The APG III classification (2009) places them in the order Aquifoliales. This order consists of Cardiopteridaceae, its sister family, Stemonuraceae, and the three monogeneric families Phyllonomaceae, Helwingiaceae, and Aquifoliaceae.

==The family name==
The family Cardiopteridaceae was established by Carl Ludwig Blume in 1847 when he described the species Cardiopteris moluccana. Blume based his new family on Cardiopteris, a name that had previously been used by John Royle and Nathaniel Wallich, but not validly published. In 1843, Justus Hasskarl had published the name Peripterygium quinqueloba for what is now Cardiopteris quinqueloba. Blume indicated his awareness of Hasskarl's plant and included it as another species of Cardiopteris when he published Cardiopteris moluccana.

A complex nomenclatural dispute ensued and lasted well into the twentieth century. Because the basionym, Cardiopteris, was in question, the corresponding family name Cardiopteridaceae was in question as well. The ICBN finally conserved the name Cardiopteris against Peripterygium.

==Circumscription==
Prior to the seminal study by Kårehed in 2001, Cardiopteridaceae had consisted of only Cardiopteris. For example, Hermann Sleumer considered it to be monogeneric in his treatment of the family for Die Natürlichen Pflanzenfamilien in 1942. John Hutchinson did likewise in 1973.

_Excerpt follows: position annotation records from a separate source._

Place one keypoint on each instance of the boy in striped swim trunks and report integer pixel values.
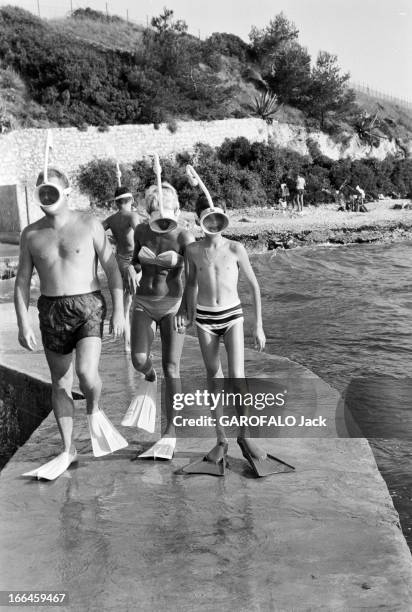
(122, 225)
(212, 271)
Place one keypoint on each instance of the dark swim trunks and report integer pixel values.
(66, 319)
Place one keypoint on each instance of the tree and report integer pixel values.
(328, 92)
(267, 42)
(164, 23)
(290, 74)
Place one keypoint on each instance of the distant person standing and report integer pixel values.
(122, 225)
(284, 192)
(360, 200)
(291, 187)
(300, 190)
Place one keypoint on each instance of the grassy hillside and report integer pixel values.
(93, 70)
(118, 35)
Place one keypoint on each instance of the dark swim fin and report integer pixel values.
(206, 466)
(264, 467)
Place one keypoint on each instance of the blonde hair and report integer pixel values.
(170, 199)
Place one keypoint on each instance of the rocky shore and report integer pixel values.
(266, 229)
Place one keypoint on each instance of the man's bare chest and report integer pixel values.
(49, 246)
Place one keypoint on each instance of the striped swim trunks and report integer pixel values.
(217, 320)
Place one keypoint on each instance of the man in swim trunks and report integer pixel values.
(122, 225)
(64, 248)
(213, 265)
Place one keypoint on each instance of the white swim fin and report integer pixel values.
(142, 410)
(105, 437)
(54, 468)
(163, 449)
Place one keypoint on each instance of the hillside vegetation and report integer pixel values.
(91, 69)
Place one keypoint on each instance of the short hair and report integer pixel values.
(53, 173)
(170, 199)
(122, 191)
(202, 203)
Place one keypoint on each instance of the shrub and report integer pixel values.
(98, 180)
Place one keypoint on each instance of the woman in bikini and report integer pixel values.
(159, 256)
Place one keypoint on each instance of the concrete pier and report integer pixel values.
(118, 534)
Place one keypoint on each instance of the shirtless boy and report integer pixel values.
(212, 300)
(122, 225)
(64, 247)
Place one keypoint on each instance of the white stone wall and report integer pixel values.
(21, 151)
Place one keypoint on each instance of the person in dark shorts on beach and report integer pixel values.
(300, 190)
(122, 225)
(64, 248)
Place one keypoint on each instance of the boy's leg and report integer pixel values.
(209, 346)
(61, 370)
(172, 346)
(127, 301)
(235, 347)
(141, 338)
(87, 369)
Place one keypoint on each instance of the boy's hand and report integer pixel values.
(180, 323)
(132, 280)
(259, 337)
(27, 338)
(117, 322)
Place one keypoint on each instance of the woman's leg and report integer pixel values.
(172, 346)
(141, 339)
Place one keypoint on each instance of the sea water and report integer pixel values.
(346, 314)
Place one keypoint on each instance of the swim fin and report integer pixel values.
(208, 466)
(142, 410)
(264, 467)
(54, 468)
(162, 449)
(104, 436)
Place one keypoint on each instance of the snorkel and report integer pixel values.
(160, 221)
(121, 194)
(118, 175)
(48, 195)
(212, 216)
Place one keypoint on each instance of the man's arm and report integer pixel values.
(246, 269)
(134, 271)
(191, 286)
(180, 318)
(108, 262)
(22, 295)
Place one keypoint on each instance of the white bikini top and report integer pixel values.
(168, 259)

In 2001, Icacinaceae was shown to be polyphyletic. It has since been divided into five segregate families: Cardiopteridaceae, Stemonuraceae, Pennantiaceae, Metteniusaceae, and Icacinaceae sensu stricto. Icacinaceae sensu stricto will eventually be divided further.

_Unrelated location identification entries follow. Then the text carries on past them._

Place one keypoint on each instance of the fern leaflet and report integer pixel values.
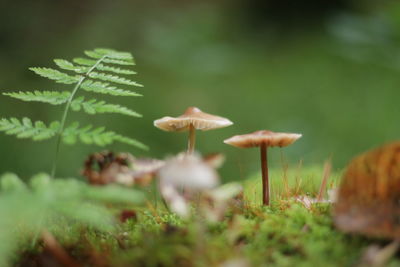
(50, 97)
(26, 129)
(56, 75)
(85, 76)
(93, 107)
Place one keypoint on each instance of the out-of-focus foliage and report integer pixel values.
(328, 71)
(43, 204)
(85, 76)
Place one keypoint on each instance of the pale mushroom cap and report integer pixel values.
(200, 121)
(190, 172)
(266, 137)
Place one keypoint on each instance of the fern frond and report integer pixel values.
(105, 88)
(99, 53)
(66, 65)
(113, 78)
(93, 107)
(56, 75)
(26, 129)
(118, 62)
(90, 62)
(115, 69)
(50, 97)
(98, 136)
(84, 61)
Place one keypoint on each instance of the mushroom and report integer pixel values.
(193, 119)
(263, 139)
(187, 172)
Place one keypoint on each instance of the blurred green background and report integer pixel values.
(326, 69)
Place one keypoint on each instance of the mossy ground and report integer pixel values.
(284, 234)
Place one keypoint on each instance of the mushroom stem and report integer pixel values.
(192, 139)
(264, 172)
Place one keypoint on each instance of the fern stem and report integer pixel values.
(65, 114)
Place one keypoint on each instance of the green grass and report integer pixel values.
(284, 234)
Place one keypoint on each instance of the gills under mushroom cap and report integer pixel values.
(192, 116)
(263, 137)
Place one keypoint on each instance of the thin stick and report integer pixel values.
(192, 139)
(325, 177)
(264, 172)
(285, 168)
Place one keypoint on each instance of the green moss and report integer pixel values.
(284, 234)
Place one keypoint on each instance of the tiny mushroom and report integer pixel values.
(193, 119)
(263, 139)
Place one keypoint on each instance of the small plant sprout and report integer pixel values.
(193, 119)
(263, 139)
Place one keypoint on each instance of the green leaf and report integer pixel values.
(10, 182)
(104, 53)
(84, 61)
(56, 75)
(115, 69)
(113, 78)
(26, 129)
(66, 65)
(105, 88)
(51, 97)
(98, 136)
(94, 107)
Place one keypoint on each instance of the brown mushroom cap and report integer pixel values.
(192, 116)
(259, 138)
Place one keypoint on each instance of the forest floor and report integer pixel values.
(287, 233)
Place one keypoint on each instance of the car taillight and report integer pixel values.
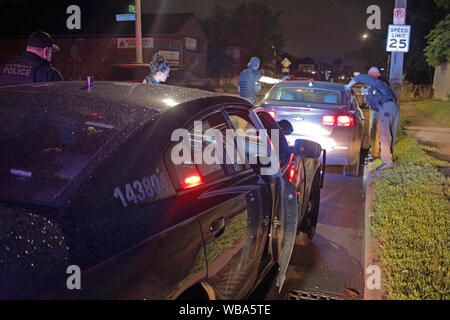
(291, 174)
(329, 121)
(345, 121)
(341, 121)
(192, 181)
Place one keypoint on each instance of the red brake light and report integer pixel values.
(192, 181)
(298, 109)
(329, 121)
(291, 174)
(345, 121)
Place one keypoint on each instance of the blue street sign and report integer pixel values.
(126, 17)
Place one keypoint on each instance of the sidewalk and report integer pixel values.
(427, 131)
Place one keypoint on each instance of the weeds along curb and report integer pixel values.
(371, 245)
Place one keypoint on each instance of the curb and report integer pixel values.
(371, 245)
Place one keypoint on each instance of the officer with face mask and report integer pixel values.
(249, 80)
(34, 64)
(381, 99)
(159, 70)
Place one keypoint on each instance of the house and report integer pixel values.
(105, 43)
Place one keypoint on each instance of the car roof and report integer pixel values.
(142, 102)
(117, 93)
(316, 84)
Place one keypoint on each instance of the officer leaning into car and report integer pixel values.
(382, 99)
(34, 64)
(374, 134)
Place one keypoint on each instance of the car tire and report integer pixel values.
(309, 223)
(353, 170)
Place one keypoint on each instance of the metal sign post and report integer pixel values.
(396, 71)
(138, 26)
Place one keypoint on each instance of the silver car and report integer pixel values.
(323, 112)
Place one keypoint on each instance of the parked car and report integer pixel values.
(323, 112)
(177, 77)
(88, 183)
(306, 75)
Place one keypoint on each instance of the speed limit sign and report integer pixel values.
(398, 38)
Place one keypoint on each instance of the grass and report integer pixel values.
(438, 110)
(411, 223)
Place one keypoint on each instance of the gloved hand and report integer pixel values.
(350, 84)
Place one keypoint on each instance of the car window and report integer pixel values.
(45, 151)
(307, 95)
(198, 169)
(247, 133)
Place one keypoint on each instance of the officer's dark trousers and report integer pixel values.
(388, 119)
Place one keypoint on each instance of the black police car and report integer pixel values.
(92, 204)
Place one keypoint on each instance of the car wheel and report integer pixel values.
(309, 222)
(353, 170)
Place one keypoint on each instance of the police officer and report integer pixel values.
(374, 133)
(382, 100)
(34, 64)
(159, 70)
(249, 80)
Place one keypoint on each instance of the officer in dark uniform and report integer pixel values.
(159, 70)
(382, 99)
(34, 64)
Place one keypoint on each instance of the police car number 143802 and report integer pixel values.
(147, 188)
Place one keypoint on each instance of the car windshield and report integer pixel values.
(44, 147)
(307, 95)
(305, 74)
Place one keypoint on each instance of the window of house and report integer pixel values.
(191, 44)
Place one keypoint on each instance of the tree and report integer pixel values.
(252, 27)
(438, 49)
(373, 50)
(423, 17)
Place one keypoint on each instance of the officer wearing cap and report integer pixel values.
(34, 64)
(249, 80)
(381, 98)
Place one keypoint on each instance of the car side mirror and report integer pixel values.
(307, 149)
(286, 127)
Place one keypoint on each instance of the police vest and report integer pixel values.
(19, 70)
(248, 82)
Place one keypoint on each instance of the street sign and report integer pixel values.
(398, 38)
(286, 63)
(132, 8)
(126, 17)
(130, 43)
(399, 16)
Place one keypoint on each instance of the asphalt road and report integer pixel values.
(332, 265)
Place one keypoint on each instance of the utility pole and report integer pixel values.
(138, 25)
(396, 70)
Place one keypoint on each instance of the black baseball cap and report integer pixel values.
(41, 39)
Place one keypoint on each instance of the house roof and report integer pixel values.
(168, 23)
(103, 23)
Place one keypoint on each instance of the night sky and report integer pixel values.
(316, 28)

In the 2001 study of Icacinaceae, Kårehed transferred Citronella, Gonocaryum, and Leptaulus from Icacinaceae to Cardiopteridaceae. He also provisionally placed Metteniusa, Dendrobangia, and Pseudobotrys there as well, until further studies could give some firm indication of their true relationships.

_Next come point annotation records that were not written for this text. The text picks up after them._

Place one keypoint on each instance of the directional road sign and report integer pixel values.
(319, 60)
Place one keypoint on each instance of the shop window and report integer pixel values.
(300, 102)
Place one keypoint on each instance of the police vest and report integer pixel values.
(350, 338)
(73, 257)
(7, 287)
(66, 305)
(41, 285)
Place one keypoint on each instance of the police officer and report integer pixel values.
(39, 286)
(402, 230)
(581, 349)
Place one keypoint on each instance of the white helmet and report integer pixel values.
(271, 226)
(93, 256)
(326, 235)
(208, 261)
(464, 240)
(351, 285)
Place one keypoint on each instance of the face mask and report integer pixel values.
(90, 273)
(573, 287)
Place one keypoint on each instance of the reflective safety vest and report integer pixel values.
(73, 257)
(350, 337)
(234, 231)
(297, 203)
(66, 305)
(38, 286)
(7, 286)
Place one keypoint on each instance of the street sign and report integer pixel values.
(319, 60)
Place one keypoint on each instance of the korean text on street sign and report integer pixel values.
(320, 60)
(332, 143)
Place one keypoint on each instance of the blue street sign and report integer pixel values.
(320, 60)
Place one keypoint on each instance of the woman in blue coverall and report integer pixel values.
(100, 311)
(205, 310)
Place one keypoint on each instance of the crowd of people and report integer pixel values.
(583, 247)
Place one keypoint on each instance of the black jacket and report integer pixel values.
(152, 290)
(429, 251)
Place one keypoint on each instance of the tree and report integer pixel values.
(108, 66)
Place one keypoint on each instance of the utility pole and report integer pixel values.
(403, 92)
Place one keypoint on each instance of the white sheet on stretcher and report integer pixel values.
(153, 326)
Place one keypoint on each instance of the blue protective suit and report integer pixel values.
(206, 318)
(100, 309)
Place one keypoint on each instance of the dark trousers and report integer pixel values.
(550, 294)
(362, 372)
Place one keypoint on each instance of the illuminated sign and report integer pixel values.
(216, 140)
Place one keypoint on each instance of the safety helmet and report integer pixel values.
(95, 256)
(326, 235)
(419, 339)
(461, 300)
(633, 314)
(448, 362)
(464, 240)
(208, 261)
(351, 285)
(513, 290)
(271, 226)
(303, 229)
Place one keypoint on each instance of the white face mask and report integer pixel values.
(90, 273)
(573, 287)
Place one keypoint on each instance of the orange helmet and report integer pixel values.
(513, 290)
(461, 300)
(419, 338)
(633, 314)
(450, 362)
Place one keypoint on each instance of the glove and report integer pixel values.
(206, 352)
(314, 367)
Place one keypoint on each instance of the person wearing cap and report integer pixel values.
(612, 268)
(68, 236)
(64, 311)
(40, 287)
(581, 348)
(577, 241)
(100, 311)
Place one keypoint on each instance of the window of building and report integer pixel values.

In 2007, a molecular phylogenetic study showed that Metteniusa belongs to a group of asterids known as the lamiids. The order Aquifoliales, which includes Cardiopteridaceae, belongs to another asterid group called campanulids.

The inclusion of Pseudobotrys in Cardiopteridaceae remains doubtful. DNA sequences submitted to GenBank in 2009 indicate that Dendrobangia does not belong in Cardiopteridaceae and is more closely related to genera like Apodytes.

Cardiopteridaceae, sensu Kårehed, is rather diverse in spite of having only six genera. Because of the distinctive structure of Cardiopteris, some authors today, continue to put Cardiopteris in a family by itself. The other five genera are then placed in Leptaulaceae, a family created by Philippe van Tieghem in 1897. The monophyly of Leptaulaceae has never been tested by phylogenetic analysis of DNA sequences.